FIG. 8.

Influence of melanin shield on CMH recognition by a monoclonal antibody. (A) F. pedrosoi was treated with alkali (NaOH) or PBS (control), followed by visual analysis of pigmentation. Alkali treatment resulted in fewer pigmented mycelia and sclerotic cells. (B) Untreated mycelia (a) and conidia (a, inset) or sclerotic cells (g) reacted with the antibody to conserved cerebroside (anti-CMH) in limited regions of the cell surface, as demonstrated in panels b and h, respectively. In contrast, these cells were efficiently recognized by the antibodies to melanin (antimelanin, panels c and i). After alkali treatment, the cell shape of F. pedrosoi was maintained (d and j). In these cells, reactivity of fungal forms with the antibody to CMH was greatly increased (e and k), which was accompanied by a clear decrease in the recognition of F. pedrosoi by antibodies to melanin (f and l). Based on these results, we propose in panel C a hypothetical relationship between melanin expression and anti-CMH reactivity in F. pedrosoi.
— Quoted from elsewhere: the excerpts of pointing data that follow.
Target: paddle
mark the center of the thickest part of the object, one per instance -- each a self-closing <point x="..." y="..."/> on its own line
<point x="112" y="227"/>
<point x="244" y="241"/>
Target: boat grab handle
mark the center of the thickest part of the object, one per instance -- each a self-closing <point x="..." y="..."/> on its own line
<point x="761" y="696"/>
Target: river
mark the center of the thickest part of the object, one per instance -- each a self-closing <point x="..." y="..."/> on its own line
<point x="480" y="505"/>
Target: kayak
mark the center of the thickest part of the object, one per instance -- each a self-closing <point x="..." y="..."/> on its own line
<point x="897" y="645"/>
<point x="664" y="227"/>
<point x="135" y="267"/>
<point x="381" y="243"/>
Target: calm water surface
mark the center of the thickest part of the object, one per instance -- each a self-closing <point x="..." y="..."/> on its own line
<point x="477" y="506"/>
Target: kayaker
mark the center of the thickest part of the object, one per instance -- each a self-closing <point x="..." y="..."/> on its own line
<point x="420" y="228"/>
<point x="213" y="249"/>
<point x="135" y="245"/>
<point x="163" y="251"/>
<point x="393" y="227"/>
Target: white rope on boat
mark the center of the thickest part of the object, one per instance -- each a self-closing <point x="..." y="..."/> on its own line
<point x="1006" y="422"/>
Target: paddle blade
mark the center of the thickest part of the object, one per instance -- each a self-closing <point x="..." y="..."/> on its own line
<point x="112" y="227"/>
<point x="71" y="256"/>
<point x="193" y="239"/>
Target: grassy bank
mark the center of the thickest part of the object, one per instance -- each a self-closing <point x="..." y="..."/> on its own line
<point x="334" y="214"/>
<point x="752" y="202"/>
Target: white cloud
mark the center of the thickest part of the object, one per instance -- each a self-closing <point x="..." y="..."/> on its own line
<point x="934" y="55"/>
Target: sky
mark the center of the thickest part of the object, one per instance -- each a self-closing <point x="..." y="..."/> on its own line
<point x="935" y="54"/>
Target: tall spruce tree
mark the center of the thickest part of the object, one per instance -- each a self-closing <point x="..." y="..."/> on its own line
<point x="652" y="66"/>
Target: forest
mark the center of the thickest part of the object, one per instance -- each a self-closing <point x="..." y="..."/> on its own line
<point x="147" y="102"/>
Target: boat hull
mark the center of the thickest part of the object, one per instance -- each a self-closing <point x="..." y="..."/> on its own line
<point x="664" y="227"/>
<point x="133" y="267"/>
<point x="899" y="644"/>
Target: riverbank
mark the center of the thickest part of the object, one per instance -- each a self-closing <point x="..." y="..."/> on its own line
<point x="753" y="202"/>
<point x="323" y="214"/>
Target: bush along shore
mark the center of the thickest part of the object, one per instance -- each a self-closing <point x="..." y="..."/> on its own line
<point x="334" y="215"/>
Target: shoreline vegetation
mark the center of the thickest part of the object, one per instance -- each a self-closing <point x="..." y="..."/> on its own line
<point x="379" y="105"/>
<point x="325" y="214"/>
Based on the clear inverse relationship between melanin (red fluorescence) and CMH (green fluorescence) detection on the cell wall of F. pedrosoi (a), we hypothesize that young conidia and growing mycelia that express small quantities of melanin react efficiently with antibodies to CMH, resulting in microbial killing through enhanced phagocytosis or direct antimicrobial action (b). A high amount of melanin, commonly observed in sclerotic cells, would block sites for antibody binding, making fungi more resistant to the antimicrobial action of macrophages and antibodies to CMH (c). Bars, 3.5 μm (B; a, d, g and j), 1.5 μm (insets), 1 μm (C).